The shake-up followed a Navy investigation showing that its highest-ranking procurement officers ignored their own analyst's warnings of problems with the bomber, being developed jointly by McDonnell Douglas and General Dynamics.
Instead, the officers passed along to superiors the contractors' overly optimistic progress reports to keep the program fully funded, according to the 37-page Navy report released yesterday.
Navy Secretary H. Lawrence Garrett III announced that Vice Adm. Richard C. Gentz, chief of the Naval Air Systems Command, would retire no later than Feb. 1, 1991. The A-12 program executive officer, Rear Adm. John F. Calvert, and the program manager, Capt. Lawrence G. Elberfeld, were censured and taken off the program, the Navy said.
The Navy did not appoint replacements for the three officers.
Congressional sources said the problems with the plane are so grave that Defense Department Comptroller Sean O'Keefe has proposed halting the A-12's development until 1995 to help the Pentagon meet spending cuts required under the recent congressional budget agreement.
"The floors in the [aircraft fabrication] plants where [Navy officials] were told there was machinery have just got chalk marks there," said Representative Andy Ireland, R-Fla., who requested the investigation into the bomber. "They've got some really bad problems."
A prototype of the first A-12 was supposed to be airworthy by July, but the most recent estimate is that a prototype will not fly until December 1991 and at a cost of at least $1 billion more than the expected $4.8 billion.
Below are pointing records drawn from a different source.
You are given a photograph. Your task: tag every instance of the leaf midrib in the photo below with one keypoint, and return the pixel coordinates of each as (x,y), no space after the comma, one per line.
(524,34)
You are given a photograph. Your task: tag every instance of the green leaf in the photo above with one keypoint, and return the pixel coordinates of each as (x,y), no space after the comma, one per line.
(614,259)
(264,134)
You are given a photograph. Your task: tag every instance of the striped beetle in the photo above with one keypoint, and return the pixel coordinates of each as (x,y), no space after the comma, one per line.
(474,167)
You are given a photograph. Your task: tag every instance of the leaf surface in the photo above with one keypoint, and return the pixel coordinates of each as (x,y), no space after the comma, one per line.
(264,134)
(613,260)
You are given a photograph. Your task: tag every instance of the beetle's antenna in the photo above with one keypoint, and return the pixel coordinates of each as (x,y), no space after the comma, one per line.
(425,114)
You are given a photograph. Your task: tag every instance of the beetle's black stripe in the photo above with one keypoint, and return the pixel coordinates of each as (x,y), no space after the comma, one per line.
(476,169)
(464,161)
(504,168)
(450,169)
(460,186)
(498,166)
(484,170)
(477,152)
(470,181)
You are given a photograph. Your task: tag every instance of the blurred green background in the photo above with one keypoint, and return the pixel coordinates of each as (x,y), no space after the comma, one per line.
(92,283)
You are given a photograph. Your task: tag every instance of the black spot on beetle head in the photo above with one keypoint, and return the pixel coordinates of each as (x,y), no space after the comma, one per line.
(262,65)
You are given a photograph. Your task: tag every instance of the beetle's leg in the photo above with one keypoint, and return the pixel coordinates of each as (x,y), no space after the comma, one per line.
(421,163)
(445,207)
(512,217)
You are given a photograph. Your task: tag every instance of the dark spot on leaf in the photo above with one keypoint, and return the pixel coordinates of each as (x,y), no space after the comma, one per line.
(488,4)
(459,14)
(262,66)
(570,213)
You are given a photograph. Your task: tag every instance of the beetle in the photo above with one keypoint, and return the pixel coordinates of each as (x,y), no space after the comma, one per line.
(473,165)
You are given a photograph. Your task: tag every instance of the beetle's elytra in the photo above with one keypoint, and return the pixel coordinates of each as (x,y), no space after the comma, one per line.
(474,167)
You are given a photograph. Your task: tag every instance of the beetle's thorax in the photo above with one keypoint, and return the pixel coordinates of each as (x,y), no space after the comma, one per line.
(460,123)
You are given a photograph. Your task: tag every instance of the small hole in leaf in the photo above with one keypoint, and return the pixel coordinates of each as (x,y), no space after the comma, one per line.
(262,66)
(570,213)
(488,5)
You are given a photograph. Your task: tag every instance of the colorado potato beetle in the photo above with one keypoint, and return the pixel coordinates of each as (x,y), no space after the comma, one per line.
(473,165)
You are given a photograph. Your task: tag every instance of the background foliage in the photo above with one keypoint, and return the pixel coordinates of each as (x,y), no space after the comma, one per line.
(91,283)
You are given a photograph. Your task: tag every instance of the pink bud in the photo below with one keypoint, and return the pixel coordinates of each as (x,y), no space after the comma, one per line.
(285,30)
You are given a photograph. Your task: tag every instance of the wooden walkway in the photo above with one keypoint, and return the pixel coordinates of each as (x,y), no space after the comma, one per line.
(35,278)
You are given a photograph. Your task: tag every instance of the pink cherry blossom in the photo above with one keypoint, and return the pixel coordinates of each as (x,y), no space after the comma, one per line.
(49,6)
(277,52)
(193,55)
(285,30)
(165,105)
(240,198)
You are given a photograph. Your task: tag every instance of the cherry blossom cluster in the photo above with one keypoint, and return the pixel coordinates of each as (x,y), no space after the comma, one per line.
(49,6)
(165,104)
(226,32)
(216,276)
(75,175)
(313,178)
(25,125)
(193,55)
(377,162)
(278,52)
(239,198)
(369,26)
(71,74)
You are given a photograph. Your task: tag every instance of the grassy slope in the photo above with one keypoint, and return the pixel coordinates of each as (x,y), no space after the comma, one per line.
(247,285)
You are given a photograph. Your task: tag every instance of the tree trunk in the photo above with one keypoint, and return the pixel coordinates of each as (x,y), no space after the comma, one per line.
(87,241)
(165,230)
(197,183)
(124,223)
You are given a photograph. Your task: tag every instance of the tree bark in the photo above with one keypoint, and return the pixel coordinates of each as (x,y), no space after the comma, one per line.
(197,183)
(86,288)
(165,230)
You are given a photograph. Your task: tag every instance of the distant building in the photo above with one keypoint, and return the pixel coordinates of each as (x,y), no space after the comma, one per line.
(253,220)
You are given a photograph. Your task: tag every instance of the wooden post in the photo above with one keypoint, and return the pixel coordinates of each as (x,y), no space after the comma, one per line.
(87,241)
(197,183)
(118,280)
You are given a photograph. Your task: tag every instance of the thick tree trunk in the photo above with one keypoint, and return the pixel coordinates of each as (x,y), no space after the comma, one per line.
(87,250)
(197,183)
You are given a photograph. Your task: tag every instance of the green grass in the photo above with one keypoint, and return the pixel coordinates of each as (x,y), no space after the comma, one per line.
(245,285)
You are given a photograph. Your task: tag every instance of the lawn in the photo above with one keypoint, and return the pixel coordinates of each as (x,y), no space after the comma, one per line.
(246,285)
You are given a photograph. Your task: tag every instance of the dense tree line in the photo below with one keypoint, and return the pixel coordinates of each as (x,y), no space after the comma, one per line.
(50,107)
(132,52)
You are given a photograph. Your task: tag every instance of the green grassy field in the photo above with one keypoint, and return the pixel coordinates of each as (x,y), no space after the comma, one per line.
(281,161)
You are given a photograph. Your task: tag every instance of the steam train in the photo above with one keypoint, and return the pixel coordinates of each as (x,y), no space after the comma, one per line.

The A-12 is called a Stealth bomber because of its wedge shape and its ability to evade detection by radar.
The carrier-based A-12 is supposed to begin replacing the Navy's aging fleet of A-6 Intruder attack planes in 1995 and to serve as a mainstay well into the next century.
The program has proved an embarrassment to Defense Secretary Dick Cheney, who personally assured the House Armed Service Committee April 26 that all was well with the plane.
Barely a month later, on June 1, the contractor team admitted that the plane was late, had failed to meet some specifications and was $1 billion over budget.
Subsequent investigations disclosed that top Navy procurement officials failed to tell Mr. Cheney of the plane's problems at top-level aircraft review meetings in March and April.